Yesterday the Senate followed the House in approving the transfer of terror suspects facing trial from Guantanamo Bay to prisons inside the United States. This bill, which will now go to the White House for signage, makes it much easier for Obama to close the prison camp which has been the subject of international condemnation and controversy. But will this enable the Administration to do so by the self-imposed deadline of one year after taking office?

The current commander at Guantanamo says that he’d only need ten days to carry out that order, according to a piece in the Miami Herald.
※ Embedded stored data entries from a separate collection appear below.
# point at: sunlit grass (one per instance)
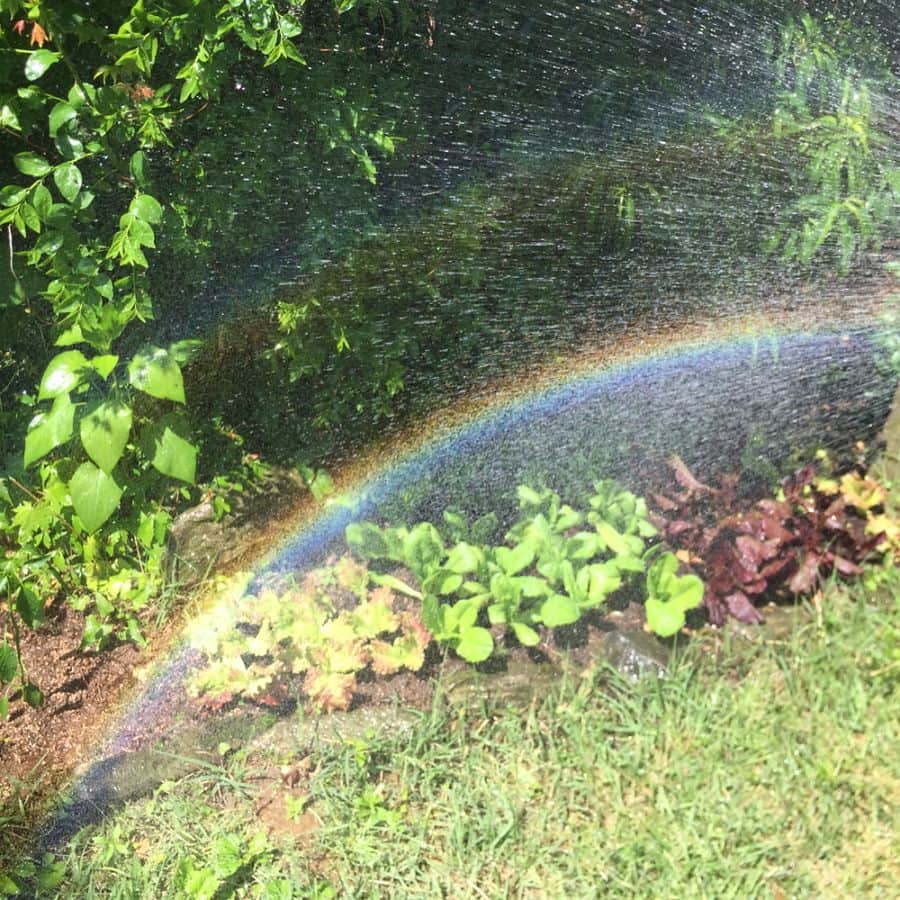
(770, 770)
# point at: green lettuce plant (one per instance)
(556, 564)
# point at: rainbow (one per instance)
(473, 446)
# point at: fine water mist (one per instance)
(559, 275)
Navy Rear Adm. Tom Copeman told The Miami Herald and Fox News in an interview that his 2,100-member team of guards and other support staff can meet President Barack Obama’s Jan. 22 closure deadline right through the eighth anniversary of the establishment of the controversial prison camps.

“If they say on Jan. 12, ‘Move them out,’ we can meet the deadline,” he said, “given the proper amount of logistical support.”

He ticked off such requirements as enough airplanes to move them elsewhere and ferry runs across the bay that separates the prison camps from the Navy base landing strip where C-17 Globemaster aircraft shuttle the captives away.

Given this endorsement of such a narrow timeline, there’s little standing in the way of the White House from the standpoint of logistics to remove the remaining 221 prisoners from the naval base. It’s only a matter of getting the political backing, which the Congress has now given them.